Theoretical study on the thermal decomposition mechanism of 2-nitro-[1,2,4]triazolo[1,5-a][1,3,5]triazine-5,7-diamine

Abstract

Context

High nitrogen and high-density compounds have become popular research objects in the energetic materials in recent years. Among them, compounds composed of triazine and azole skeleton rings have received attention due to their good stability and nitrogen content. The triazine imidazole-based condensed ring energetic derivatives have good properties and lack research on the direction of thermal decomposition. By exploring the thermal decomposition mechanism of energetic materials, their safety and thermal stability can be effectively analyzed. 2-Nitro-[1,2,4]triazolo[1,5-a][1,3,5]triazine-5,7-diamine has excellent thermal stability and low mechanical sensitivity, making it a potential candidate for heat-resistant and insensitive energetic materials. So this article chooses 2-nitro-[1,2,4] triazolo[1,5-a][1,3,5]triazine-5,7-diamine as the research object and uses density functional theory (DFT) to study its thermal decomposition mechanism. The thermal decomposition mechanism is helpful to deepen the understanding of these substances. This work calculated the key information such as the reaction potential barrier of the substance and gradually derived it.

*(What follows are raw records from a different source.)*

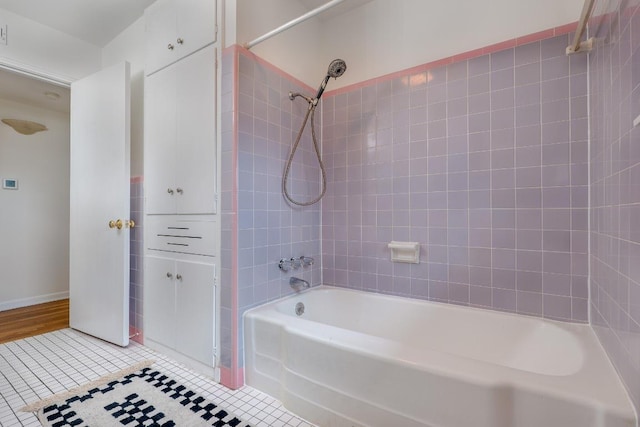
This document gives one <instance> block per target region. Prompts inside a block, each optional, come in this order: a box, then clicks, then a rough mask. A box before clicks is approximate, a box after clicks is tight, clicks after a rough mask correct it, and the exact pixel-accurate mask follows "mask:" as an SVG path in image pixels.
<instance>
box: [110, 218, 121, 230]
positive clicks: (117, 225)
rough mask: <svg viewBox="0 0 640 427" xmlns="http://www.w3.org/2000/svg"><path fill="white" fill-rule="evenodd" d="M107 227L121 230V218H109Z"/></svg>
mask: <svg viewBox="0 0 640 427" xmlns="http://www.w3.org/2000/svg"><path fill="white" fill-rule="evenodd" d="M109 228H117V229H118V230H122V220H121V219H118V220H113V219H112V220H111V221H109Z"/></svg>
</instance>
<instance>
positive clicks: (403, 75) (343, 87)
mask: <svg viewBox="0 0 640 427" xmlns="http://www.w3.org/2000/svg"><path fill="white" fill-rule="evenodd" d="M577 26H578V23H577V22H574V23H570V24H566V25H562V26H559V27H555V28H551V29H548V30H544V31H539V32H537V33H533V34H528V35H525V36H521V37H517V38H514V39H511V40H505V41H503V42H500V43H496V44H492V45H489V46H486V47H483V48H479V49H474V50H470V51H468V52H463V53H459V54H457V55H453V56H449V57H447V58H442V59H438V60H436V61H432V62H428V63H426V64H421V65H417V66H415V67H411V68H407V69H405V70H400V71H396V72H393V73H390V74H385V75H384V76H380V77H374V78H372V79H369V80H365V81H362V82H358V83H355V84H352V85H349V86H344V87H341V88H338V89H334V90H330V91H327V92H325V94H324V96H325V97H328V96H335V95H340V94H343V93H348V92H351V91H353V90H356V89H360V88H363V87H367V86H371V85H374V84H377V83H381V82H384V81H387V80H392V79H395V78H398V77H402V76H406V75H411V74H415V73H421V72H424V71H427V70H431V69H433V68H437V67H440V66H442V65H449V64H453V63H455V62H458V61H465V60H468V59H473V58H477V57H479V56H482V55H486V54H489V53H494V52H499V51H501V50H505V49H510V48H514V47H517V46H522V45H525V44H528V43H532V42H536V41H541V40H545V39H548V38H551V37H556V36H560V35H563V34H569V33H571V32H572V31H575V30H576V28H577Z"/></svg>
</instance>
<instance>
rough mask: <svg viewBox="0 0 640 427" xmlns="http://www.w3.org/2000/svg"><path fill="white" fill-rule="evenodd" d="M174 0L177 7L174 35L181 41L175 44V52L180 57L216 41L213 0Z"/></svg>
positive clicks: (213, 5)
mask: <svg viewBox="0 0 640 427" xmlns="http://www.w3.org/2000/svg"><path fill="white" fill-rule="evenodd" d="M174 1H175V2H176V6H175V7H176V9H177V13H176V21H177V22H176V27H177V30H176V35H177V39H178V38H179V39H180V41H181V42H180V43H178V44H177V50H176V53H177V54H178V55H179V56H180V57H181V58H183V57H185V56H187V55H189V54H190V53H193V52H195V51H196V50H198V49H200V48H202V47H203V46H206V45H208V44H210V43H213V42H214V41H216V2H215V0H174ZM177 39H176V42H177V41H178V40H177Z"/></svg>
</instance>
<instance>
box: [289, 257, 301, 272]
mask: <svg viewBox="0 0 640 427" xmlns="http://www.w3.org/2000/svg"><path fill="white" fill-rule="evenodd" d="M291 267H293V269H294V270H297V269H298V268H300V267H302V258H295V257H291Z"/></svg>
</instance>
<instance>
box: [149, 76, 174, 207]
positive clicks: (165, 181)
mask: <svg viewBox="0 0 640 427" xmlns="http://www.w3.org/2000/svg"><path fill="white" fill-rule="evenodd" d="M144 109H145V121H144V132H145V138H144V139H145V143H144V147H145V153H144V175H145V176H144V184H145V197H146V211H147V213H148V214H171V213H176V199H177V198H178V193H177V192H176V188H175V185H174V184H175V179H176V178H175V173H176V172H175V156H176V66H175V65H172V66H170V67H167V68H166V69H164V70H162V71H159V72H157V73H155V74H153V75H151V76H148V77H147V78H146V79H145V107H144Z"/></svg>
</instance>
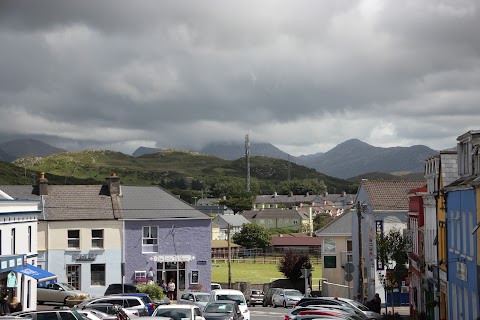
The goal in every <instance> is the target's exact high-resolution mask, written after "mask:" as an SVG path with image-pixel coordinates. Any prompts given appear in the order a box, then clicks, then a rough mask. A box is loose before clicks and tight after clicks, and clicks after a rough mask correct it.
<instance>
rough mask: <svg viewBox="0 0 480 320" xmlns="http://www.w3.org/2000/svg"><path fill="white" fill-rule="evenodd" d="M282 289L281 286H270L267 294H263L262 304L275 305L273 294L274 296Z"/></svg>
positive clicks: (267, 290)
mask: <svg viewBox="0 0 480 320" xmlns="http://www.w3.org/2000/svg"><path fill="white" fill-rule="evenodd" d="M280 290H281V289H280V288H268V289H267V291H265V294H264V295H263V303H262V305H263V306H264V307H268V306H273V302H272V296H273V294H274V293H276V292H278V291H280Z"/></svg>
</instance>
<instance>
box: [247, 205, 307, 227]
mask: <svg viewBox="0 0 480 320" xmlns="http://www.w3.org/2000/svg"><path fill="white" fill-rule="evenodd" d="M242 215H243V216H244V217H245V218H247V220H248V221H250V222H251V223H256V224H258V225H260V226H262V227H265V228H267V229H280V228H289V229H296V230H301V229H302V228H305V227H306V228H308V229H309V230H311V228H312V220H311V219H312V217H311V215H307V214H305V213H302V212H300V211H299V210H297V208H296V207H295V208H293V209H278V208H272V209H262V210H248V211H244V212H243V213H242Z"/></svg>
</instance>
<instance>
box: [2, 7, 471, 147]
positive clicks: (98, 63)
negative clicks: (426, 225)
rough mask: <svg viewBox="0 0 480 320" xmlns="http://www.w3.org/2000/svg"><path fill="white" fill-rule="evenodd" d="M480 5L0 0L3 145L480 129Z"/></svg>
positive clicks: (403, 145) (196, 142) (288, 144)
mask: <svg viewBox="0 0 480 320" xmlns="http://www.w3.org/2000/svg"><path fill="white" fill-rule="evenodd" d="M479 4H480V2H479V1H475V0H471V1H467V0H465V1H463V0H451V1H443V0H421V1H419V0H402V1H398V0H391V1H383V0H372V1H370V0H366V1H346V0H335V1H324V0H312V1H302V0H292V1H283V0H272V1H267V0H261V1H245V0H242V1H228V0H218V1H204V0H196V1H178V0H173V1H164V0H162V1H159V0H152V1H143V0H135V1H131V0H129V1H118V0H115V1H114V0H102V1H98V0H95V1H88V0H79V1H73V0H71V1H69V0H60V1H53V0H50V1H49V0H42V1H31V0H13V1H6V0H2V1H0V139H1V140H3V141H5V140H9V139H10V140H11V139H12V138H17V137H26V136H29V137H33V138H36V139H39V140H42V141H44V142H47V143H50V144H52V145H54V146H56V147H59V148H64V149H67V150H71V151H75V150H84V149H87V148H88V149H90V148H95V149H98V148H100V149H110V150H117V151H122V152H125V153H131V152H133V151H134V150H135V149H137V148H138V147H140V146H146V147H157V148H175V149H197V148H199V147H201V146H203V145H205V144H207V143H210V142H222V141H235V142H240V143H243V142H244V138H245V134H247V133H249V135H250V141H251V142H270V143H272V144H274V145H275V146H277V147H278V148H280V149H282V150H283V151H285V152H288V153H290V154H292V155H301V154H313V153H316V152H325V151H328V150H329V149H331V148H332V147H334V146H336V145H337V144H339V143H341V142H343V141H345V140H348V139H352V138H357V139H360V140H362V141H364V142H367V143H369V144H371V145H374V146H379V147H391V146H411V145H415V144H424V145H427V146H429V147H431V148H434V149H444V148H449V147H452V146H454V145H455V144H456V138H457V137H458V136H459V135H461V134H463V133H464V132H466V131H468V130H472V129H480V7H479V6H480V5H479Z"/></svg>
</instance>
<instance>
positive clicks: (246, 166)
mask: <svg viewBox="0 0 480 320" xmlns="http://www.w3.org/2000/svg"><path fill="white" fill-rule="evenodd" d="M245 161H246V167H247V188H246V190H247V192H250V140H249V138H248V134H246V135H245Z"/></svg>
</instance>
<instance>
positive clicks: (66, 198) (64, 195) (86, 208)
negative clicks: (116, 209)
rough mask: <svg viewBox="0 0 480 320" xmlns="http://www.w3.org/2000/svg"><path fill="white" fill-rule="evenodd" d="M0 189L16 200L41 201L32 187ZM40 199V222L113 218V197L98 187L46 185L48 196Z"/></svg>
mask: <svg viewBox="0 0 480 320" xmlns="http://www.w3.org/2000/svg"><path fill="white" fill-rule="evenodd" d="M0 189H2V190H4V191H5V192H6V193H8V194H9V195H11V196H12V197H13V198H16V199H25V200H40V199H41V198H40V196H38V195H36V194H35V187H32V186H22V185H12V186H1V187H0ZM43 199H44V204H43V205H42V206H43V215H40V216H39V219H40V220H43V219H45V220H106V219H115V212H114V210H113V204H112V198H111V197H110V196H108V195H107V194H106V192H105V188H104V186H101V185H49V186H48V195H46V196H44V197H43Z"/></svg>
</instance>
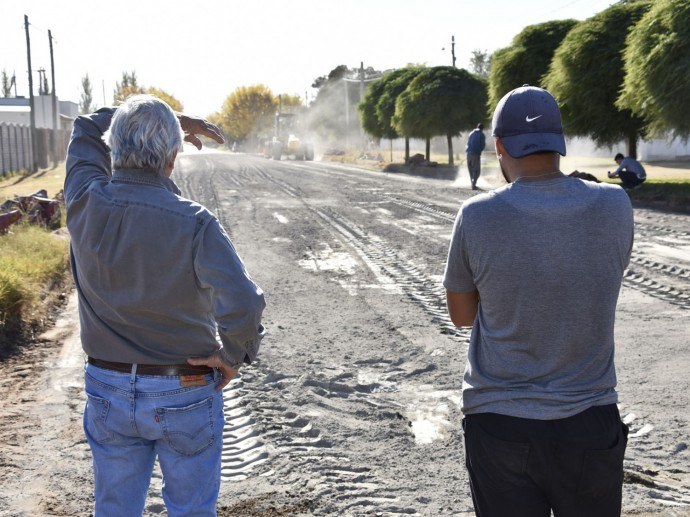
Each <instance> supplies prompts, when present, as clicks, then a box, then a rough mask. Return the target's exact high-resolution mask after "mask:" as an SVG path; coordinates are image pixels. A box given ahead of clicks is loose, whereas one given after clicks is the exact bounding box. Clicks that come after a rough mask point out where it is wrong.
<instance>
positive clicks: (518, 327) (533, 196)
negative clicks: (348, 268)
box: [443, 86, 633, 517]
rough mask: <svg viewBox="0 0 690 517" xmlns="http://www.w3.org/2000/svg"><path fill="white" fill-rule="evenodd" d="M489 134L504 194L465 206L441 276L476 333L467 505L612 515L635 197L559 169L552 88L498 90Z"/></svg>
mask: <svg viewBox="0 0 690 517" xmlns="http://www.w3.org/2000/svg"><path fill="white" fill-rule="evenodd" d="M493 135H494V138H495V142H496V154H497V156H498V160H499V164H500V167H501V171H502V172H503V175H504V177H505V179H506V180H507V181H508V183H509V184H508V185H506V186H505V187H502V188H499V189H497V190H494V191H492V192H491V193H487V194H481V195H478V196H475V197H474V198H471V199H469V200H467V201H465V203H464V204H463V205H462V207H461V208H460V210H459V212H458V216H457V219H456V221H455V227H454V230H453V236H452V239H451V244H450V249H449V251H448V262H447V265H446V271H445V275H444V280H443V283H444V286H445V288H446V296H447V301H448V313H449V315H450V317H451V319H452V321H453V323H455V324H456V325H458V326H472V333H471V335H470V342H469V349H468V353H467V365H466V367H465V373H464V379H463V383H462V412H463V415H464V419H463V422H462V428H463V435H464V445H465V461H466V466H467V469H468V472H469V476H470V489H471V492H472V500H473V503H474V508H475V511H476V514H477V515H478V516H481V517H506V516H510V517H548V516H549V515H551V512H552V511H553V515H554V516H555V517H584V516H587V517H619V516H620V512H621V497H622V486H623V456H624V452H625V447H626V443H627V432H628V429H627V426H626V425H625V424H623V423H622V422H621V418H620V415H619V413H618V408H617V406H616V403H617V401H618V395H617V393H616V372H615V366H614V322H615V313H616V303H617V300H618V294H619V291H620V287H621V283H622V279H623V272H624V270H625V268H626V267H627V265H628V262H629V260H630V252H631V248H632V243H633V212H632V206H631V204H630V199H629V197H628V196H627V195H625V193H624V192H623V190H622V189H621V188H618V187H616V186H614V185H610V184H606V183H596V182H592V181H581V180H580V179H577V178H574V177H568V176H566V175H564V174H563V173H562V172H561V171H560V156H559V155H565V139H564V137H563V128H562V124H561V116H560V110H559V108H558V105H557V104H556V101H555V99H554V98H553V97H552V96H551V94H549V93H548V92H547V91H546V90H542V89H540V88H534V87H529V86H528V87H521V88H517V89H516V90H513V91H511V92H509V93H508V94H506V95H505V96H504V97H503V98H502V99H501V101H500V102H499V103H498V106H497V107H496V110H495V113H494V117H493Z"/></svg>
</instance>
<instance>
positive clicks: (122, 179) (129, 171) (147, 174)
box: [112, 169, 182, 196]
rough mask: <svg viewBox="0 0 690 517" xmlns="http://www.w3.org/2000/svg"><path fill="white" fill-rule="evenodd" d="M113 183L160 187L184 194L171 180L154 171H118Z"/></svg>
mask: <svg viewBox="0 0 690 517" xmlns="http://www.w3.org/2000/svg"><path fill="white" fill-rule="evenodd" d="M112 180H113V181H121V182H124V183H137V184H139V185H149V186H152V187H160V188H164V189H165V190H168V191H170V192H173V193H174V194H177V195H178V196H179V195H181V194H182V193H181V192H180V189H179V188H177V185H176V184H175V182H174V181H173V180H171V179H170V178H168V177H166V176H163V175H162V174H159V173H158V172H157V171H155V170H153V169H116V170H114V171H113V179H112Z"/></svg>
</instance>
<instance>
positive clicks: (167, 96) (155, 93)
mask: <svg viewBox="0 0 690 517" xmlns="http://www.w3.org/2000/svg"><path fill="white" fill-rule="evenodd" d="M143 90H144V91H145V92H146V93H148V94H150V95H154V96H155V97H158V98H159V99H160V100H162V101H165V102H166V103H167V104H168V106H170V107H171V108H172V109H173V111H176V112H178V113H182V112H183V111H184V107H183V106H182V103H181V102H180V101H179V100H177V99H176V98H175V97H173V96H172V95H170V94H169V93H168V92H166V91H165V90H161V89H160V88H155V87H153V86H151V87H149V88H143Z"/></svg>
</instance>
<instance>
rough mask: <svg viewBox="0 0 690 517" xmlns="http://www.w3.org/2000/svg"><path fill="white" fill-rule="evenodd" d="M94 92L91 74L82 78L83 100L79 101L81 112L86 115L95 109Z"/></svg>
mask: <svg viewBox="0 0 690 517" xmlns="http://www.w3.org/2000/svg"><path fill="white" fill-rule="evenodd" d="M92 104H93V93H92V90H91V80H90V79H89V74H86V75H85V76H84V77H82V78H81V100H80V101H79V113H81V114H82V115H86V114H88V113H91V112H92V111H93V107H92V106H91V105H92Z"/></svg>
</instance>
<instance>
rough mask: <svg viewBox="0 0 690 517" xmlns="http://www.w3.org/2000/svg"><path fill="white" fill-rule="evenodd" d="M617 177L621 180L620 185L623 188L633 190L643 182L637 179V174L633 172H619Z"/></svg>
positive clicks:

The research shows that its decomposition path includes ring cleavage, hydrogen atom rearrangement, and free radical detachment.

Methods

Based on the density functional theory (DFT), all substances in this work were subjected to structural optimization and energy calculations using the B3LYP/6–311 + G(d,p) and M06-2X/def2TZVPP methods. After optimizing convergence, perform vibration analysis without imaginary frequencies to obtain a stable structure.